Jesus já tinha mostrado preferência por eles, junto com Pedro (cf. 4,21; 17,1). Pretendem os irmãos superar ou antecipar-se a Pedro, passar de segundos a primeiros (cf. 9,33-35)? Os apóstolos esperam uma manifestação gloriosa e imediata do reino (v. 37), mas esta pertence antes à segunda vinda de Cristo (cf. At 1,6).

Jesus então lhes disse: “Vós não sabeis o que pedis. Por acaso podeis beber o cálice que eu vou beber? Podeis ser batizados com o batismo com que vou ser batizado?” Eles responderam: “Podemos.” E ele lhes disse: “Vós bebereis o cálice que eu devo beber, e sereis batizados com o batismo com que eu devo ser batizado. Mas não depende de mim conceder o lugar à minha direita ou à minha esquerda. É para aqueles a quem foi reservado” (vv. 38-40).

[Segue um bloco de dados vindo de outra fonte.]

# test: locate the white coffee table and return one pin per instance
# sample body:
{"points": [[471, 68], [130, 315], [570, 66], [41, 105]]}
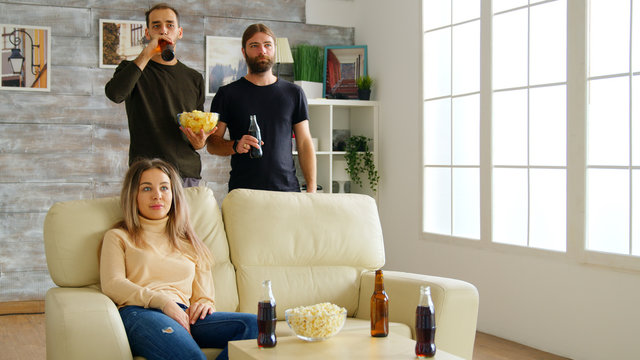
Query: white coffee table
{"points": [[345, 345]]}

Jesus responde constatando a incompreensão dos apóstolos e em seguida coloca duas perguntas: “Podeis beber o cálice que vou beber? Podeis ser batizados com o batismo com que vou ser batizado?” (v. 38). Como eles responderam “podemos” (v. 39), Jesus declara que vão ter parte do seu cálice e do seu batismo. Mas é preciso esclarecer estas duas coisas:

Beber o cálice de Jesus é não é simplesmente beber uma taça de vinho, mas é o cálice da sua paixão (14,36; cf. 14,23s), a taça amarga que Jesus vai engolir (ingerir, sofrer) é o acúmulo dos pecados que provocaram a ira do Senhor (cf. Sl 75,9; Is 51,17-23; Jr 25,15-29; 49,12; 51,17; Lm 4,21; Ez 23,32-34; Hb 2,15s; Ab 16; Zc 12,2).

Estranha-nos que Jesus precisa ser batizado de novo. Já foi batizado por João Batista (1,9s), mas aqui se trata do batismo da sua morte; um significado diferente, não é o batismo de conversão por Joao, mas o batismo cristão, expresso em Rm 6,3: “É na sua morte que fomos batizados”. Para evitar confusão, Mt e Lc omitem esta alusão a um novo batismo de Jesus (cf. Ef 4,5: “Há um só batismo”).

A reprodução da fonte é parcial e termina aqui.